The problem appears (just a hunch) to be caused by a major change in
the IP address between my off-site test deployment and the on-site
real deployment. It's like dhclient can't cope with the change. Now,
our ISP's dhcp server is notoriously slow, easily taking 10-40 seconds
to respond. Perhaps bug #120531 is part of the problem.
As mentioned, this problem only seems to occur the first time the
machine is deployed, so that makes it very hard to test new
theories/ideas to try to stomp this bug. To do a test run I must
build a new system and go on-site to do the one-shot test deployment.
The other big problem that I'm really at a loss to understand is that
/var/log/messages does not have any entries from the attempted
(hanging) boots! I thought syslogd started first, but the logs are
completely devoid of information regarding these failed boots.
Perhaps ctl-alt-del reboots don't flush the logs to disk? Regardless
of why, this makes debugging this problem even worse.
Another thought is the network cards I am using. The latest time the
bug happened, it was a tulip-driver card (SMC1244-TX), which is the
predominant card I use lately. However, the bug has also occured
where a ne2k-pci card was eth0. These cards all have no problems once
past this initial bug. However, perhaps bug #111610 is related as
that seems to indicate a regression in the tulip driver. In some
cases, the cards were working perfectly in previous RH7.3 deployments
Lastly, though I have looked into this at great length, there is a
small possibility that my custom iptables setup is somehow preventing
eth0 from coming up that initial time. But even if I was stupidly
dropping DHCP packets, the boot-time eth0 ifup should not hang
indefinitely. Someone should add a SIGALRM sanity timer in there or
something. It seems unlikely it's my firewall anyways, as the manual
ifup or subsequent reboots have no problems with my firewall
(unchanged) in place and I have gone over the rules many times for
Version-Release number of selected component (if applicable):
Steps to Reproduce:
1. build new firewall deployment, test boot off-site
2. take on-site to deploy, boot with LAN cable plugged in
Actual Results: boot hangs saying "bringing up eth0", never finishing
(waited at least an hour a few times).
Expected Results: should bring up eth0 ("OK"), or fail after an
appropriate timeout and continue booting.
I'm assuming you can shut the machine down 'normally' (it's not a
Enabling sysrq and getting the output of sysrq-t may help, I suppose.
Ctl-alt-del does a "normal" shutdown procedure, so (I think) the
answer you're looking for is "yes".
I'll try what you suggest next time I see the problem (after I look up
how to do what you say!).
A followup: this bug *may* have been caused by me dropping some incorrect
packets in my iptables setup.
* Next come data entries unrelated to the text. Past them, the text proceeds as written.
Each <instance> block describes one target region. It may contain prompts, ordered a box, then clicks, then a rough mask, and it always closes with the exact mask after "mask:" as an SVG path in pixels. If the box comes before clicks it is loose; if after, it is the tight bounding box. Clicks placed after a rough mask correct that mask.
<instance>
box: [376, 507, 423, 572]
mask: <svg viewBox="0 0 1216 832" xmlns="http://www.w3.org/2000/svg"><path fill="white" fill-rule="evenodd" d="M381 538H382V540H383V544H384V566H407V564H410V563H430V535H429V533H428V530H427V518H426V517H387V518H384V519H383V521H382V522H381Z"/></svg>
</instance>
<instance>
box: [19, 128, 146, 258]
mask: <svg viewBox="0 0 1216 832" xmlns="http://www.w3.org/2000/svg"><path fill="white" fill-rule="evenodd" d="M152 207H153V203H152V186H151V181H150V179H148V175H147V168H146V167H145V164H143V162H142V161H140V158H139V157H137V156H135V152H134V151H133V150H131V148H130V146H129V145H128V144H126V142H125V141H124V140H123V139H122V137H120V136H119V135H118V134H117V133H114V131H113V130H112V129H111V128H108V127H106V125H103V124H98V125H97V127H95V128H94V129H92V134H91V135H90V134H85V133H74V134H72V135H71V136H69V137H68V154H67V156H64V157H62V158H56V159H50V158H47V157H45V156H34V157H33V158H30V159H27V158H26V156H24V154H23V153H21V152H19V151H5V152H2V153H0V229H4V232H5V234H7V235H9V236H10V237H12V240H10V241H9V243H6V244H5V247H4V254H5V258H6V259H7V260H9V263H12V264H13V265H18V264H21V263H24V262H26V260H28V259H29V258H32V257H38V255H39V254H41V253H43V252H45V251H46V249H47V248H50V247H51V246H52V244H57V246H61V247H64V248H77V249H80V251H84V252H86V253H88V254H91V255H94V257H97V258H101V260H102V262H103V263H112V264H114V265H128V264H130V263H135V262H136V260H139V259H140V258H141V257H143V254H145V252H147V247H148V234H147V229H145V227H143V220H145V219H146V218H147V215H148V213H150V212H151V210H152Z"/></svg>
I've since decommissioned the system that showed
this behaviour the most and updated my iptables script. The problem has *not*
returned yet so either it was hardware specific or related to my iptables.
However, *even* if I'm dropping bootps/bootpc traffic incorrectly the machine
should at least boot past that point (after a timeout) rather than hanging.
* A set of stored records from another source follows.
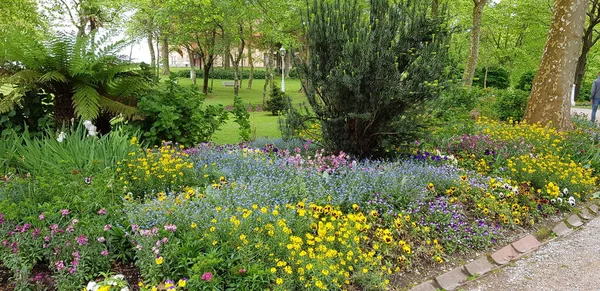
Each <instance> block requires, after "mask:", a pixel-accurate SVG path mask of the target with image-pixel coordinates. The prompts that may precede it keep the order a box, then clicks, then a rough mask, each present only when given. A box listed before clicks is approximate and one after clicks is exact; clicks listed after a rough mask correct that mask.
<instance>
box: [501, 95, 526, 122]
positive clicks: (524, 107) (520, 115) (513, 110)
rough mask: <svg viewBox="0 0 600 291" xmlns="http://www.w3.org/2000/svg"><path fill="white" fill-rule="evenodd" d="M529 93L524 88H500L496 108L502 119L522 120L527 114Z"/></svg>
mask: <svg viewBox="0 0 600 291" xmlns="http://www.w3.org/2000/svg"><path fill="white" fill-rule="evenodd" d="M528 99H529V93H528V92H526V91H523V90H498V91H497V92H496V102H495V103H494V108H495V110H496V113H497V116H498V118H499V119H500V120H509V119H513V120H515V121H520V120H521V119H522V118H523V116H524V115H525V109H526V108H527V100H528Z"/></svg>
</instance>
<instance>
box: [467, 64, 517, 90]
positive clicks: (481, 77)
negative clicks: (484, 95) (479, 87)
mask: <svg viewBox="0 0 600 291" xmlns="http://www.w3.org/2000/svg"><path fill="white" fill-rule="evenodd" d="M485 70H486V69H485V68H479V69H477V71H476V72H475V79H474V80H473V85H475V86H478V87H481V88H483V83H484V81H485V84H486V88H497V89H506V88H508V87H510V76H509V73H508V71H507V70H506V69H505V68H502V67H488V69H487V80H486V78H485Z"/></svg>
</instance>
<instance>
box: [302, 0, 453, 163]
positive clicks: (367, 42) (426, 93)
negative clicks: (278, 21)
mask: <svg viewBox="0 0 600 291" xmlns="http://www.w3.org/2000/svg"><path fill="white" fill-rule="evenodd" d="M429 4H430V3H429ZM365 5H366V7H365ZM430 8H431V5H424V2H420V3H417V2H415V1H393V2H392V1H388V0H371V1H369V3H368V4H367V3H365V2H364V1H358V0H334V1H327V0H313V1H311V2H310V3H309V5H308V9H307V10H306V11H305V12H304V18H303V22H304V23H305V35H306V44H307V50H308V51H309V53H308V57H307V59H306V60H305V62H304V63H303V64H302V65H301V66H300V67H299V69H300V73H301V76H302V78H303V79H304V80H303V82H304V84H303V86H304V90H305V92H306V95H307V98H308V101H309V103H310V105H311V107H312V109H313V112H314V114H315V115H316V117H317V119H318V120H319V121H320V123H321V127H322V129H323V140H324V143H325V145H326V147H327V148H328V149H329V150H333V151H339V150H343V151H346V152H348V153H351V154H356V155H360V156H372V155H376V154H378V153H382V151H383V150H384V148H385V147H386V146H387V145H391V144H397V143H400V142H406V141H407V140H408V139H412V138H414V137H415V135H414V134H415V133H416V132H418V130H417V129H414V128H412V129H414V131H413V130H411V128H409V125H415V124H416V120H417V118H416V117H417V115H418V113H417V112H416V111H418V110H417V108H419V107H418V106H419V105H420V104H423V102H424V101H426V100H430V99H432V98H434V97H435V94H434V92H435V91H436V90H437V89H439V88H440V87H439V86H438V84H440V83H441V82H442V81H443V80H444V76H445V73H446V72H448V71H449V69H448V68H447V66H448V62H447V49H446V44H447V38H448V35H447V34H446V32H445V31H443V30H441V28H440V26H439V23H440V22H438V21H433V20H432V19H431V18H430V17H429V15H430V13H429V11H430Z"/></svg>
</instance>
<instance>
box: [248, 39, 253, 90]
mask: <svg viewBox="0 0 600 291" xmlns="http://www.w3.org/2000/svg"><path fill="white" fill-rule="evenodd" d="M248 65H249V66H250V72H249V73H248V89H252V81H253V80H254V58H253V57H252V47H251V46H250V42H248Z"/></svg>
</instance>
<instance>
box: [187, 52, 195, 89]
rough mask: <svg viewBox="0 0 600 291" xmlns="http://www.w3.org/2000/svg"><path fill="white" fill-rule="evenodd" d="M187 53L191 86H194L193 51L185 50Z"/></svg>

Closing bugs on older releases. Apologies for any lack of response.
Unfortunately, without really specific knowledge of what was getting dropped,
it's hard to determine why it was hanging. As such, I have to close this bug. If
the issue comes back, please reopen with the sysrq output, and any information
on the iptables config that is causing this.
Follow-up: this problem has not shown up on any FC3 boxes I manage. It was
either unique to FC1 or it was a problem with my iptables setup I have since fixed.